Thursday, March 27, 2014

Vanity Fair by William Makepeace Thackeray (audio)

genre: fiction

Vanity Fair.  You frightened me, with your length and your subtitle: a novel without a hero.  I think I tend to like heroes, so I was unsure of whether or not you and I would get along.

But, thank heavens, we did.

Luckily, I listened to you. I have found that I much prefer to listen to British people reading British books to me, especially "classic" British books.  So, I listened to the narrators of all of the four unabridged productions, and picked the one I liked best and WOW, was he a winner.  For 31 hours (nearly three months worth!) I listened to your tale of greed and society, of Rebecca and Amelia.  Two women with completely different desires and completely different ways of attaining them.  Becky, the vicious and underhanded freeloader, lover of all things fine, worst mom EVER and with a tenacity that just won't quit.  As we follow her life from boarding school, into the Napoleonic Wars and beyond, we are drenched in a world of glitz and fortune on the one hand - and of ruin and poverty on the other.  Many of your characters vacillate between the two and whichever one they are in, chances are they may soon be at the other.
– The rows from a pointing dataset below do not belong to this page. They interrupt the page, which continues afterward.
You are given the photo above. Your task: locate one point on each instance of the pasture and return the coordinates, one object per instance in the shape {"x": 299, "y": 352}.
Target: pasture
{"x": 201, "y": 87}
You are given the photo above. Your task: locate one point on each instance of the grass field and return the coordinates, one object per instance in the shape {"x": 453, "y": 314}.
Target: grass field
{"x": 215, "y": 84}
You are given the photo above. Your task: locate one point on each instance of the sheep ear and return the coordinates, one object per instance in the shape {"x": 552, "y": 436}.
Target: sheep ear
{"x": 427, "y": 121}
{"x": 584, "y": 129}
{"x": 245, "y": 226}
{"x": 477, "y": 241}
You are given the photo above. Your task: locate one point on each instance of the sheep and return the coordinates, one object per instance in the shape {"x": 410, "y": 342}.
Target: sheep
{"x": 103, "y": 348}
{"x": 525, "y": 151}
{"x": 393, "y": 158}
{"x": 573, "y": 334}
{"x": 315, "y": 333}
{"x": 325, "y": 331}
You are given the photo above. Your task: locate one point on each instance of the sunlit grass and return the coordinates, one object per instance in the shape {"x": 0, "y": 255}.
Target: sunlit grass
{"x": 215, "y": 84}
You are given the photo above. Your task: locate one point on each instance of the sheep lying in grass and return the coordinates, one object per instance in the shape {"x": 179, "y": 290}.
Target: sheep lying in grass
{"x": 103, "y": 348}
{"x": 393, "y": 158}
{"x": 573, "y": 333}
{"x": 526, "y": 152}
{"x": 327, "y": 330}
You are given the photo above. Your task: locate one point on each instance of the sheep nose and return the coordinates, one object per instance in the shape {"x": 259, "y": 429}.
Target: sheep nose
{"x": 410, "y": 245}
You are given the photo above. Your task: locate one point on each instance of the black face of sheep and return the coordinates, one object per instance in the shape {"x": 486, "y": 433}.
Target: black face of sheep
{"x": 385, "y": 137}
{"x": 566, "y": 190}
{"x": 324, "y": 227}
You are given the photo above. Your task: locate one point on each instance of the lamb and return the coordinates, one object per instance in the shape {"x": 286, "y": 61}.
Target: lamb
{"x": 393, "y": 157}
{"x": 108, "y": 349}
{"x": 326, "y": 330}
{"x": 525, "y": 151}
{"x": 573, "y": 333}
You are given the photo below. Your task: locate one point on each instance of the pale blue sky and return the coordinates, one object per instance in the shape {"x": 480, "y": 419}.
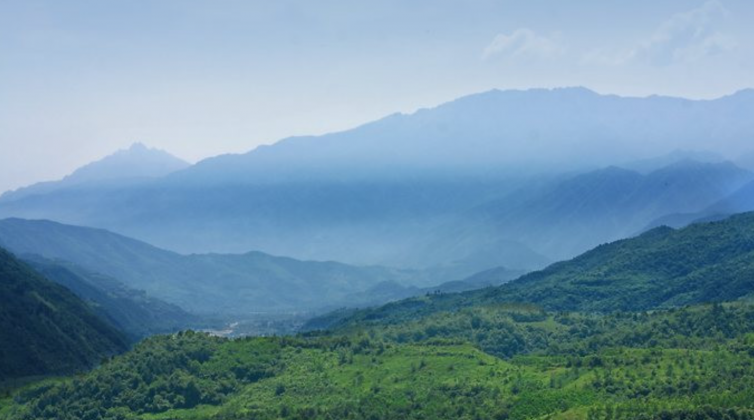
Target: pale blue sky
{"x": 80, "y": 79}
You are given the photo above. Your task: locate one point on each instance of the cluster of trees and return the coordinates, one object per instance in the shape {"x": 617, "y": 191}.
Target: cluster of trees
{"x": 494, "y": 362}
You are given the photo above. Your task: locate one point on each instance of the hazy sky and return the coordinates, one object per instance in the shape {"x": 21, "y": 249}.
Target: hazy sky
{"x": 80, "y": 79}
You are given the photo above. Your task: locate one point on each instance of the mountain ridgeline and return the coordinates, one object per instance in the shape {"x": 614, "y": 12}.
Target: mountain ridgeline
{"x": 399, "y": 191}
{"x": 131, "y": 311}
{"x": 662, "y": 268}
{"x": 208, "y": 283}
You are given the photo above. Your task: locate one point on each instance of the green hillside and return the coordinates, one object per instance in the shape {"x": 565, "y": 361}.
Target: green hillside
{"x": 663, "y": 268}
{"x": 131, "y": 311}
{"x": 234, "y": 284}
{"x": 690, "y": 363}
{"x": 46, "y": 329}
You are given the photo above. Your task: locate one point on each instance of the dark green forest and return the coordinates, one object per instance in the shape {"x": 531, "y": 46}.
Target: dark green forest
{"x": 660, "y": 326}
I loved your unnamed narrator.  LOVED him.  He had some snark, his own wit and vague experience helping us see Vanity Fair for the pretend-world that it is.  As he guides us through London and old rambling country estates, to the fields of war in Brussels to India's steaming colonies, he introduces us to a score of people who are so self-absorbed and either so stubborn or so easily swayed that their lives almost seem to fall out of their control.  There are some very notable exceptions, and while it's true that your story doesn't really have a "hero" per say, there are a few admirable key characters that remind us that not everyone is fooled by the shimmer of Vanity Fair and that, when you see beyond it, there might actually be some unsullied happiness to be found.  Because otherwise, in your story, happiness is a very rare thing.  Good thing your narrator kept things light, because I am a lover of happy stories and the narration managed to help me remember that in satire, one must use misfortune and folly to lay bare the hard truth.

Brilliant, this story. Not for everyone, I'll admit, but brilliant nonetheless.